Perhaps these anti-hypochondriac doctors are simply behaving rationally. As Sunshine notes, physicians are often qualified to diagnose themselves, and they realize that the most common afflictions are generally the least dangerous. Rather than endure the vagaries of the medical system (with which they can be all too familiar), some opt to let conditions resolve on their own. Plus, “we’re really, really busy,” adds Jordan Metzl, who specializes in sports medicine in New York. In the few hours that residents get away from the hospital or the clinic, they are unlikely to wish for further contact with the medical establishment. (When I asked Metzl about his doctor-going habits, he replied: “Hate it. Never go. Never.”) A New York Times article from 2013 points to another factor: The piece, which reported on the less aggressive routes that doctors tend to take with end-of-life care, implied that working in medicine may give you a more realistic sense of the field’s limits.

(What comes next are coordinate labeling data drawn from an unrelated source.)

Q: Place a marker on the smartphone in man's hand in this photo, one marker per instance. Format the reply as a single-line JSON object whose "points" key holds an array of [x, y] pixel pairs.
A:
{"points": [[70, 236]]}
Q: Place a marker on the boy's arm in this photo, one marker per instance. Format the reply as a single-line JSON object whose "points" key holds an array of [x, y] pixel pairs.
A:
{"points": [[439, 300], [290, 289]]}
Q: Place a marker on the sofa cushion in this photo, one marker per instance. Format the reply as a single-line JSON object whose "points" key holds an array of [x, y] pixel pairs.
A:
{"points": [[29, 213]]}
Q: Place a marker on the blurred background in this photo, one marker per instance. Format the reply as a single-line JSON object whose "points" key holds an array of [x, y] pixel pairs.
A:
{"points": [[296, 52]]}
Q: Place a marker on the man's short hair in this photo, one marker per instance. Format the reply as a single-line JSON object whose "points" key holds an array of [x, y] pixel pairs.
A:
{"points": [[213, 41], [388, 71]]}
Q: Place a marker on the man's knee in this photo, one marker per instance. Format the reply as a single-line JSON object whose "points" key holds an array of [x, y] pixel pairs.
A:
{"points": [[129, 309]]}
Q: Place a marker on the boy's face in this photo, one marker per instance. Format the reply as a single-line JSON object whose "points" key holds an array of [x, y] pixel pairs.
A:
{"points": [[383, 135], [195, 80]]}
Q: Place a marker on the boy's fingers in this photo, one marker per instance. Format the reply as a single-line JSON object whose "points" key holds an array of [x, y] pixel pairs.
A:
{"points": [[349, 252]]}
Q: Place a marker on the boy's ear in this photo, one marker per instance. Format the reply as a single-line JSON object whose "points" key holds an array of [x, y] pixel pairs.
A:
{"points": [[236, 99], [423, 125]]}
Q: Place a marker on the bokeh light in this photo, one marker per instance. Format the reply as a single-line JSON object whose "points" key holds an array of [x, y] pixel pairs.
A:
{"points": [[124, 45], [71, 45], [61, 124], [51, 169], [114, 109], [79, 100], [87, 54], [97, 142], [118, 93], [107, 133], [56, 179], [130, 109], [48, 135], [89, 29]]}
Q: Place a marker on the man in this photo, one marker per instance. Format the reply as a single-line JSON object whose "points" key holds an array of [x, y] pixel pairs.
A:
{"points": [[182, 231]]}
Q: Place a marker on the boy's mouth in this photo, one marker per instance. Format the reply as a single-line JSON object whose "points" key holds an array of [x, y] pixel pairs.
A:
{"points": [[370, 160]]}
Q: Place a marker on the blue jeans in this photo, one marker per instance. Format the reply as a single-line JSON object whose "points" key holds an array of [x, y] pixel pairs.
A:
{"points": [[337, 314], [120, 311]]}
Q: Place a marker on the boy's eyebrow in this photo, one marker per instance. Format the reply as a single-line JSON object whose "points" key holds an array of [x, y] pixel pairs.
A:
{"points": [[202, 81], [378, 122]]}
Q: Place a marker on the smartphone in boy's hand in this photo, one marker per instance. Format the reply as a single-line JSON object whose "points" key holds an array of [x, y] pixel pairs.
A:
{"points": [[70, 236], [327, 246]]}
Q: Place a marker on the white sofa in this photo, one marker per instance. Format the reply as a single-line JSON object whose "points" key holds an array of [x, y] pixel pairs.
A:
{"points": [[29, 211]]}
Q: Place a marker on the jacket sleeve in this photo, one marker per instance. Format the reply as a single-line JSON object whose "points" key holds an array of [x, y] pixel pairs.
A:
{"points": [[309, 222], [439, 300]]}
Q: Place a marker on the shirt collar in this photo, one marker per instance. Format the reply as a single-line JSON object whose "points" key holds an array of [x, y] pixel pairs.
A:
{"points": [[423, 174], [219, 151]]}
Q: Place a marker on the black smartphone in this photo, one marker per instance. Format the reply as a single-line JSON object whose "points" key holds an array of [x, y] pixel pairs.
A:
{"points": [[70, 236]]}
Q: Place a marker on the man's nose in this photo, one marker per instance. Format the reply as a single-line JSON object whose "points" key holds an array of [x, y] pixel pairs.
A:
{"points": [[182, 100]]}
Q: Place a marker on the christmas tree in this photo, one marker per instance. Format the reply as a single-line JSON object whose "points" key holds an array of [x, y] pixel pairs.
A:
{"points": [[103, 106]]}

In addition, doctors are … different. “Most of us have a reasonably high threshold for unpleasant things,” says Sunshine. I heard from several physicians who believed their white-coated fellow travelers were “tougher” than the typical patient. Again, these psychic calluses seem to develop in the third year of medical school: As Danielle Ofri observes, that is the time that “figures prominently in studies that document the decline of empathy and moral reasoning in medical trainees.” Spending your day among the truly sick and suffering hardens you. Not only is there a self-protective impulse to shut out the pain of others, but you have less emotional bandwidth for minor complaints, particularly your own.

Hypochondria also represents a challenge to medical authority. “I’m not surprised you’re not finding many” doctors with the condition, Belling told me. “The main question of hypochondria is, ‘How can you know for sure?’ ” Often, it is a doctor’s job to be certain, to assure a patient that a negative test signifies a clean bill of health. But hypochondria arises from uncertainty, and “uncertainty exposes the difficult truth about medicine: There’s always room for doubt.” No wonder physicians resist such a subversive mindset. Hypochondriacs, Belling points out, are right about one more thing: Disease and degeneration never fail to win in the end.

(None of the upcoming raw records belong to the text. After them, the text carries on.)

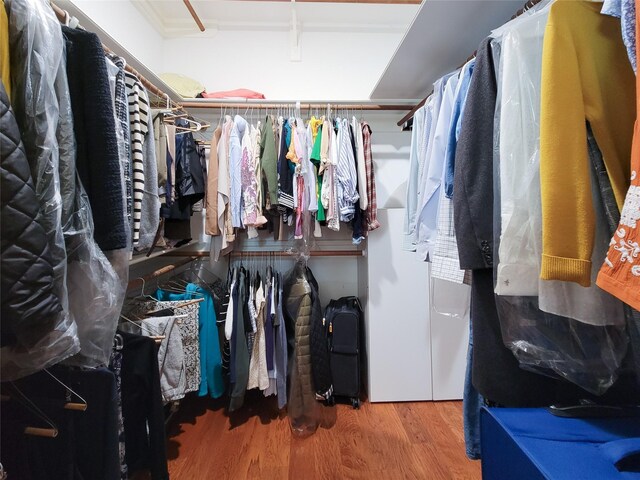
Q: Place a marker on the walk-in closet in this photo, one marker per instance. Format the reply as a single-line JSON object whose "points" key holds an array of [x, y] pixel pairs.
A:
{"points": [[311, 239]]}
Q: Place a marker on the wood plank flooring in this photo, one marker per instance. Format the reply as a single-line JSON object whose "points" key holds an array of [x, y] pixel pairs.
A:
{"points": [[380, 441]]}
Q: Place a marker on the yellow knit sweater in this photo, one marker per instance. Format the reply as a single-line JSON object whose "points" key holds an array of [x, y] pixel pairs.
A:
{"points": [[586, 76]]}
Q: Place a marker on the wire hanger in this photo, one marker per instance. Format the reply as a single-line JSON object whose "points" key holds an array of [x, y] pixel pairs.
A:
{"points": [[142, 295], [152, 335]]}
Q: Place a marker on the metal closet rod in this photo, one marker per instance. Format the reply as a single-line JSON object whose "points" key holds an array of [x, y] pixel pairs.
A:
{"points": [[413, 110], [262, 253], [138, 282], [61, 14], [303, 105]]}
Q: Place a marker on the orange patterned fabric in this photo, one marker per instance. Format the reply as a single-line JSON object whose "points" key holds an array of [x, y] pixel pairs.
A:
{"points": [[620, 274]]}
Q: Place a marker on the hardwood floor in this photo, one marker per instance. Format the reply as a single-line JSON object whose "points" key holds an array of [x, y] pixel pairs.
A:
{"points": [[380, 441]]}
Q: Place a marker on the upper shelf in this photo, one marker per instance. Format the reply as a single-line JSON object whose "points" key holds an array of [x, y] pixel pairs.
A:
{"points": [[443, 34], [113, 45]]}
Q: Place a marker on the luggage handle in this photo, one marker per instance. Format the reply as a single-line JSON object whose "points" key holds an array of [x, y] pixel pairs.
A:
{"points": [[344, 350]]}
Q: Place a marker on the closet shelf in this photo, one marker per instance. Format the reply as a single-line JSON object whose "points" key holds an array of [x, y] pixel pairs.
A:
{"points": [[140, 281], [411, 113], [314, 104], [184, 249], [110, 45], [261, 253]]}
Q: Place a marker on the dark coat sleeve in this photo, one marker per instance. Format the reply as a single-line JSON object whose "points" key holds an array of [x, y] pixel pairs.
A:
{"points": [[473, 179], [97, 162], [29, 304]]}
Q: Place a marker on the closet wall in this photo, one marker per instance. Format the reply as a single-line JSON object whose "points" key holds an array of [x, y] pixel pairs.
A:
{"points": [[124, 22], [333, 65]]}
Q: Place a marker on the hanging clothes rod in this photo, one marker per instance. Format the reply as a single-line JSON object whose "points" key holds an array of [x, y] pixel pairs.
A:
{"points": [[62, 17], [261, 253], [303, 106], [417, 107], [140, 281]]}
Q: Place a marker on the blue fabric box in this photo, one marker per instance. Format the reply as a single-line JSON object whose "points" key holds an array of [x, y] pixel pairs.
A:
{"points": [[532, 444]]}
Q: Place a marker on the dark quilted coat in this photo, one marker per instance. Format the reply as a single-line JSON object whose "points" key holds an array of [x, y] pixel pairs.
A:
{"points": [[29, 305], [305, 319]]}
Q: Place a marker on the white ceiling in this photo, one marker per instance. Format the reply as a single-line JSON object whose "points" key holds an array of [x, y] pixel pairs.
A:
{"points": [[442, 36], [172, 19]]}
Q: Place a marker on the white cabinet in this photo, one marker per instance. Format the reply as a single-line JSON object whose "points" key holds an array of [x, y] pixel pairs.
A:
{"points": [[414, 352]]}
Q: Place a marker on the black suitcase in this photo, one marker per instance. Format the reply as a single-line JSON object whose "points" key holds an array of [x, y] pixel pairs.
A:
{"points": [[344, 323]]}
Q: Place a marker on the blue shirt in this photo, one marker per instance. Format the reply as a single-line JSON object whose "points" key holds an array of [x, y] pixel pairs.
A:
{"points": [[456, 121], [211, 380]]}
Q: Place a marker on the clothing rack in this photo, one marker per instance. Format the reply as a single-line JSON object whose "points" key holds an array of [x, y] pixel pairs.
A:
{"points": [[412, 112], [62, 17], [260, 253], [141, 281], [217, 104]]}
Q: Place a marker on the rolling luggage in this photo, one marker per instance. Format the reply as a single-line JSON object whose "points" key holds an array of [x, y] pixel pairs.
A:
{"points": [[343, 320]]}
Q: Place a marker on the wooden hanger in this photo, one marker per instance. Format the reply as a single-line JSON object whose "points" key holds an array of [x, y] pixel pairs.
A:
{"points": [[22, 399], [77, 406]]}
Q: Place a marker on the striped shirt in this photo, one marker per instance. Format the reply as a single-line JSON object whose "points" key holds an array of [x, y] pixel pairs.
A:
{"points": [[346, 173], [122, 116], [138, 118]]}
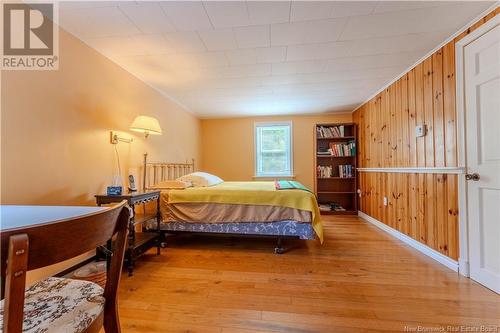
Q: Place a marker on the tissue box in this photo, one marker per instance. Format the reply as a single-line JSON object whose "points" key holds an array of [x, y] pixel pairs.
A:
{"points": [[114, 190]]}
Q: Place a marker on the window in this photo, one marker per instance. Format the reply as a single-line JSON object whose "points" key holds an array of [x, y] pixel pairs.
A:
{"points": [[273, 149]]}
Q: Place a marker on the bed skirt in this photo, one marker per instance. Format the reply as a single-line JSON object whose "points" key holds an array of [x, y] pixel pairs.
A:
{"points": [[280, 228]]}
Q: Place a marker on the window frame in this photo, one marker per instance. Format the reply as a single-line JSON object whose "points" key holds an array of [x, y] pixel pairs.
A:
{"points": [[257, 156]]}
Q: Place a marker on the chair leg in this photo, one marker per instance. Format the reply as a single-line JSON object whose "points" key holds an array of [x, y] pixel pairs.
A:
{"points": [[279, 246], [111, 319]]}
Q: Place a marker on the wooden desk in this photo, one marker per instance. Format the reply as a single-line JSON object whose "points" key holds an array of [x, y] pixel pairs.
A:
{"points": [[139, 242], [20, 219]]}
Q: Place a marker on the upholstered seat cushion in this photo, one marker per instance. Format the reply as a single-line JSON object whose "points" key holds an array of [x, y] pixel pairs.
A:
{"points": [[60, 305]]}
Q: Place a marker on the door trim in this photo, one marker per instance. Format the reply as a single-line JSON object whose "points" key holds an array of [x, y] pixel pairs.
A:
{"points": [[463, 225]]}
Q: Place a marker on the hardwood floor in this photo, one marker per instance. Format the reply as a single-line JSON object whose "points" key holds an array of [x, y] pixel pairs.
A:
{"points": [[359, 280]]}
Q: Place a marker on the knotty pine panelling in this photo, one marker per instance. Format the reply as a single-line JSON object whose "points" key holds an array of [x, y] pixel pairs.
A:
{"points": [[422, 206]]}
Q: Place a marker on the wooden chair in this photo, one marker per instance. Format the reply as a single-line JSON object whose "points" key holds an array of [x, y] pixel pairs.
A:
{"points": [[57, 303]]}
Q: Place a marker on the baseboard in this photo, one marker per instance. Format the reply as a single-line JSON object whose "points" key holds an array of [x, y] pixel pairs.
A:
{"points": [[463, 267], [439, 257]]}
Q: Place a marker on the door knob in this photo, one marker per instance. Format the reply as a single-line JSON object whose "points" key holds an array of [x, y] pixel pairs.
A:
{"points": [[472, 176]]}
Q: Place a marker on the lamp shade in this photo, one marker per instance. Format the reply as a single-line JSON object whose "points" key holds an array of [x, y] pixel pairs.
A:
{"points": [[146, 125]]}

Of course, not all doctors see themselves as magically impervious to illness. Chavi Karkowsky, who practices in the field of high-risk pregnancy, believes that her knowledge of all the things that might go wrong for expecting mothers has changed her frame of reference. “I felt much more nervous when I was pregnant,” she said. “I’d seen the pathologies; they felt very present to me. In pregnancy, the world functions under this illusion of ease and certainty, this idea that pregnancy is totally safe. But those who work in it know that’s not true.”

Is it a problem that physicians rarely imagine they suffer from a serious disease? Sunshine might prescribe an occasional dose of hypochondria to members of his profession. “Doctors see crazy and heartbreaking stuff all the time,” he wrote. “To put yourself in your patient’s shoes, even for just a moment … makes you realize how lucky you are. Not just to have the privilege to help someone during their worst time, but also to put things in your own life into perspective. My sense is it makes you a bit more human.”

Then he reassured me that I don’t have rabies.